Какая каша, все путается от жары, я потею, они – никогда, тень постепенно накаляется, сквозь толщу скалы над головой я чувствую солнце, оно садит по камням, точно молотом бьет, так что звон стоит, немолчная музыка юга, вибрация сотен километров воздуха и камня, э-э, да я снова слышу тишину. Такая вот тишина много лет назад встретила меня, когда стража подвела меня к ним на залитую солнцем площадь, откуда город концентрическими террасами поднимался под опущенную на края чаши крышку ярко-голубого неба. Поверженный на колени, я стоял на дне вогнутого белого щита, огненные и соляные стрелы, исходившие из стен, кололи глаза, я был бледен от усталости, ухо, по которому хватил вожатый, кровоточило, и они, черные исполины, молча глядели на меня. День был в разгаре. Под ударами чугунного солнца гудело небо, точно раскаленный добела лист железа, звучала тишина, они смотрели на меня, время шло, а они все смотрели и смотрели, и я не выдержал их взглядов, сдавило горло, сильней, сильней, и когда наконец я разрыдался, они вдруг беззвучно развернулись ко мне спиной и все разом удалились. Стоя на коленях, я видел только, как блестящие от соли ноги в красно-черных туфлях приподнимали край скорбного платья, носки туфель были слегка задраны, задники едва слышно шлепали по земле, а когда площадь опустела, меня отволокли в их капище.
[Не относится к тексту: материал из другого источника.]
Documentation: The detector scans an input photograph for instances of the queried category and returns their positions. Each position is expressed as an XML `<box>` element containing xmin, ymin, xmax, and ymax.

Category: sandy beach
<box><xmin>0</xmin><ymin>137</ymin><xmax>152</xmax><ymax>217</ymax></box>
Скорчившись, вот точно как в сегодняшнем моем укрытии, где пекло над головой пронизывает толщу камня, я просидел неведомо сколько дней под сенью идолова дома, чуть возвышающегося над остальными, обнесенного соляной оградой, но без окон, полного мерцающей ночи. Все эти дни мне подавали миску солоноватой воды и бросали на пол горсть зерна, как курице, и я его подбирал. Днем, несмотря на запертую дверь, мрак делался чуточку прозрачней, будто неумолимое солнце просачивалось сквозь массу соли. Лампы не было, я ходил ощупью вдоль стен, натыкался рукой на гирлянды сухих пальмовых листьев, нашарил грубо вытесанную дверь на задней стенке, пальцы угадали на ней засов. Не скоро, много дней спустя, ни дней, ни часов считать я не мог, однако зерно мне к этому времени кинули раз десять, и я уже вырыл яму для нечистот, которая, как я ее ни закрывал, все воняла норой, так вот, много дней спустя дверь распахнулась на обе створки, и они вошли.
Один направился в тот угол, где я сидел, скорчившись. Соленая стена обжигала щеку, я вдыхал пыльный запах пальмовых листьев и смотрел, как он приближается. Он остановился в метре от меня и молча уставился перед собой, знак – я встал, он вперил в меня свои металлические глазки, поблескивающие без всякого выражения на коричневом лошадином лице, потом поднял руку. Все также безучастно он ухватил меня за нижнюю губу и стал медленно ее выворачивать, разрывая плоть, а затем, не разжимая пальцев, крутанул меня на месте, задом вывел на середину комнаты и рванул за губу вниз, так что я бухнулся на колени, обезумев от боли, с окровавленным ртом, а он повернулся ко мне спиной и пошел туда, где у стены стояли остальные. Они смотрели, как я стенал в невыносимом пекле не знающего тени дня, лившегося в широко раскрытую дверь, и в этом световом снопе возник вдруг колдун с волосами из рафии, телом, обтянутым жемчужной кольчугой, голыми ногами под соломенной юбочкой, в маске из тростника и проволоки с двумя прямоугольными прорезями для глаз. За ним шли музыканты и женщины в тяжелых пестрых бесформенных платьях. Они исполнили перед дверью в глубине грубый малоритмичный танец, подергались немного, и все тут, а затем колдун открыл дверцу за моей спиной, хозяева не шелохнулись, они глядели на меня, и, обернувшись, я увидел идола, его двуликую голову и железный нос, изогнутый змеей.